"HORRIFIC CONDITIONS": More than two dozen blacks accused Liebherr-America of many racial misdeeds


November 17, 2005

NEWPORT NEWS -- A German-owned company has paid $4 million to settle a racial discrimination complaint brought by 26 black employees at its Newport News truck plant, a civil rights activist who helped spearhead the case said.

Liebherr-America, which operates a large factory off of Aberdeen Road, agreed to the out-of-court settlement before the case went to trial, said Brenda Coles, a former vice president of the Newport News division of the Southern Christian Leadership Conference.

"The conditions were just horrific conditions for these plaintiffs to work in, or anyone to work in," Coles said. "We had to let other companies know that if you discriminate against another race, this can happen to you."

Though there have been bigger racial discrimination settlements nationally, the case appears to rank at or near the top of known racial discrimination settlements in Virginia, said Paul Fletcher, the editor of Virginia Lawyers Weekly, which tracks such cases.

Liebherr-America employs about 360 people in its plant at Copeland Industrial Park, near the Hampton-Newport News city line. It makes large trucks - some with tires as high as eight feet tall - for mining and heavy industrial uses.

The workers contended in their lawsuit that they were subjected to hostile comments - from both white co-workers and managers - because of their race and that the company paid them less than less-qualified white workers.

Liebherr countered in its briefs that the company consistently took proper steps to address and correct any problems when they learned of them. But it said in its briefs that employees didn't always report the problems - contending that workers' depositions backed them up on that point.

Fifteen of the 26 plaintiffs who could be located either did not return phone calls or said they had no comment on the case, other than some of them saying it had been resolved. Their attorney, Joshua Friedman, of New York, also declined to talk about it.

Liebherr-America officials, including president Ronald E. Jacobson and fabrication manager Herbert Gierlinger, also did not comment on the settlement. William E. Rachels and Timothy McConville, of the Norfolk firm of Willcox & Savage, said they had no comment other than to say the case has been resolved.

Coles, who knew one of the initial plaintiffs in the case and helped organize it for more than two years before being ordered off by Freidman, has kept in touch with several of the plaintiffs. Seven of them, she said, told her about the $4 million dollar amount. Each of the 26 plaintiffs, Coles said, got varied payouts. Assuming the typical attorney's fee of 33 percent, that means the plaintiffs took home an average of $103,000 before taxes. The plaintiffs were not allowed to discuss the case under the terms of the deal.

"Everything they had about it was to be destroyed as if this case never happened," she said.

The case did indeed happen - as more than 7,000 pages of documents, in 10 binders, at U.S. District Court in Norfolk can attest.

The settlement agreement was reached in April, following three days of mediation, Coles said.
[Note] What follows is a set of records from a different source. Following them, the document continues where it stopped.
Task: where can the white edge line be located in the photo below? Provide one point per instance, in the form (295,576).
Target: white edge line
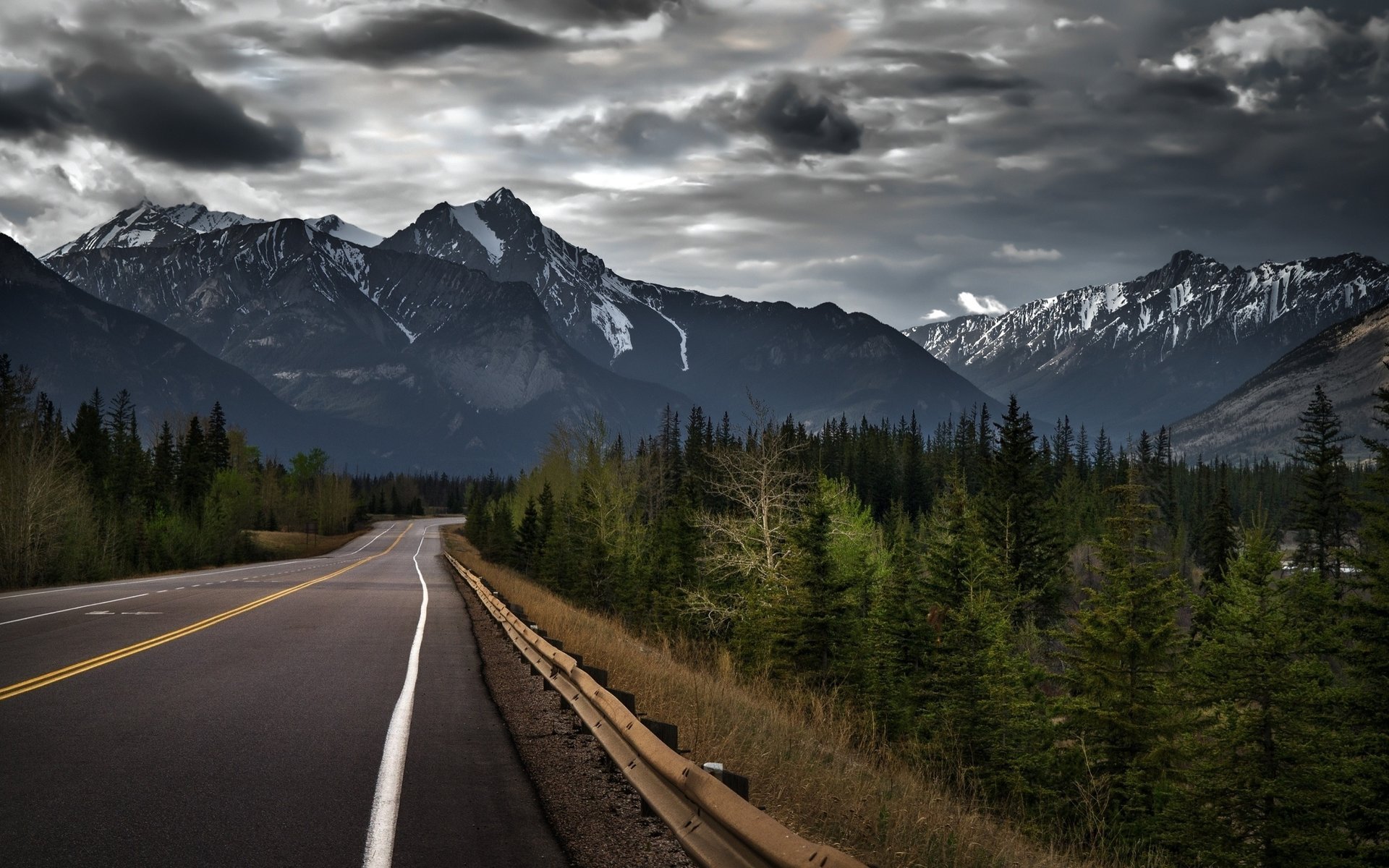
(72,610)
(385,804)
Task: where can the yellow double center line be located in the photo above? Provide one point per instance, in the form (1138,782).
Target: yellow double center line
(43,681)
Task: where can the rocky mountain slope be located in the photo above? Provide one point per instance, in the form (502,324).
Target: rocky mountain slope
(75,344)
(1152,350)
(466,370)
(1260,417)
(812,363)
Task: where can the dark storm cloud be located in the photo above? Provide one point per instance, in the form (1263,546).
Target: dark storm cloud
(802,122)
(169,114)
(581,12)
(1178,92)
(421,33)
(937,74)
(31,104)
(161,113)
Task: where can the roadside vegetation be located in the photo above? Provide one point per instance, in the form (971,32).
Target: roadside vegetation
(816,764)
(1031,647)
(95,501)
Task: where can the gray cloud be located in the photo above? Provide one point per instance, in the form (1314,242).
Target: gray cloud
(31,104)
(421,33)
(802,122)
(169,114)
(877,156)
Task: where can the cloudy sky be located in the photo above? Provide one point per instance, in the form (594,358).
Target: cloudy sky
(909,158)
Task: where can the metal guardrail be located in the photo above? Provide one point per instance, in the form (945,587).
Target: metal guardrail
(713,824)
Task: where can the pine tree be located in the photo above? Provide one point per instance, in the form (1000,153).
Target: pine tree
(1367,613)
(899,629)
(193,469)
(164,471)
(1020,520)
(1321,509)
(218,448)
(1217,546)
(1267,750)
(1121,655)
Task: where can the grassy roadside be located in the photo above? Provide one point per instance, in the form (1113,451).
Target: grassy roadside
(285,545)
(800,750)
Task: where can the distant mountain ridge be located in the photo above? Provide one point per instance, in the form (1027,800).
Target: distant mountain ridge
(75,344)
(463,368)
(1152,350)
(810,363)
(481,309)
(150,226)
(1260,417)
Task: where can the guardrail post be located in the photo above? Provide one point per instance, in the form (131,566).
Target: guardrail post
(732,781)
(666,732)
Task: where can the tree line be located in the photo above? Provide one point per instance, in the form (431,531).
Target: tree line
(92,501)
(1111,643)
The case was officially closed in June.

One f the suit's allegations had asserted that some white workers, with the knowledge of management, would pass a key to each other for an unmarked bathroom they never told another black employee about. The black employee said in a deposition, however, that he was never actually told the bathroom was for whites only. He also said he never asked to use the key, saying he "didn't want trouble."

The suit abounds with numerous assertions maintaining that the company didn't treat the pervasive use of racial epithets by some white employees as a serious concern.

One contention, for example, was that a white Liebherr supervisor, when told by a black employee about another white employee's use of racial epithet, said he would fine the white employee $1 every time he used one - treating the matter as a joke. The company said in a brief that the $1 fine was for profanity, not racial slurs.

On another occasion, the lawsuit contended that in October 1997, a white welder walked past three black welders and held a full-sized noose over their heads. The black employees said they reported the incident to Liebherr's fabrication manager, Herbert Gierlinger, who took no disciplinary action.

Gierlinger said in a deposition that an employee did have a noose, and that a black worker had complained about it. But he said he reprimanded the white employee and threatened to fire him if he did it again. He said in the deposition that it never happened again.

The suit also asserted that black employees at Liebherr were paid less than whites for the same work, and whites were consistently treated better when it came to work conditions, drug testing, the breaks they were afforded, the time off they were granted and the type of equipment they used.

While declining to talk about the settlement or address the specific allegations in the suit, Liebherr America said it has been a major asset to Hampton Roads for 35 years and has $27 million worth of capital invested here.

It issued the following statement Wednesday afternoon:

"Liebherr is committed to equal employment opportunity, and the diversity of our workforce reflects that commitment. Our employment decisions are based on merit regardless of race, color, religion, sex, national origin, age, or disability.

"Liebherr's policy applies to all aspects of employment and benefits. The company's actions to implement this policy include diversity training, significant recruitment efforts targeted to minorities, and administration of complaint procedures, to prevent discrimination and harassment."

But Coles said Liebherr was not affected until it was "hit in the pocketbook."

"Unfortunately that's the only way change comes about ... But this case was never about winning money. It was about fighting for the other people that are coming in behind us."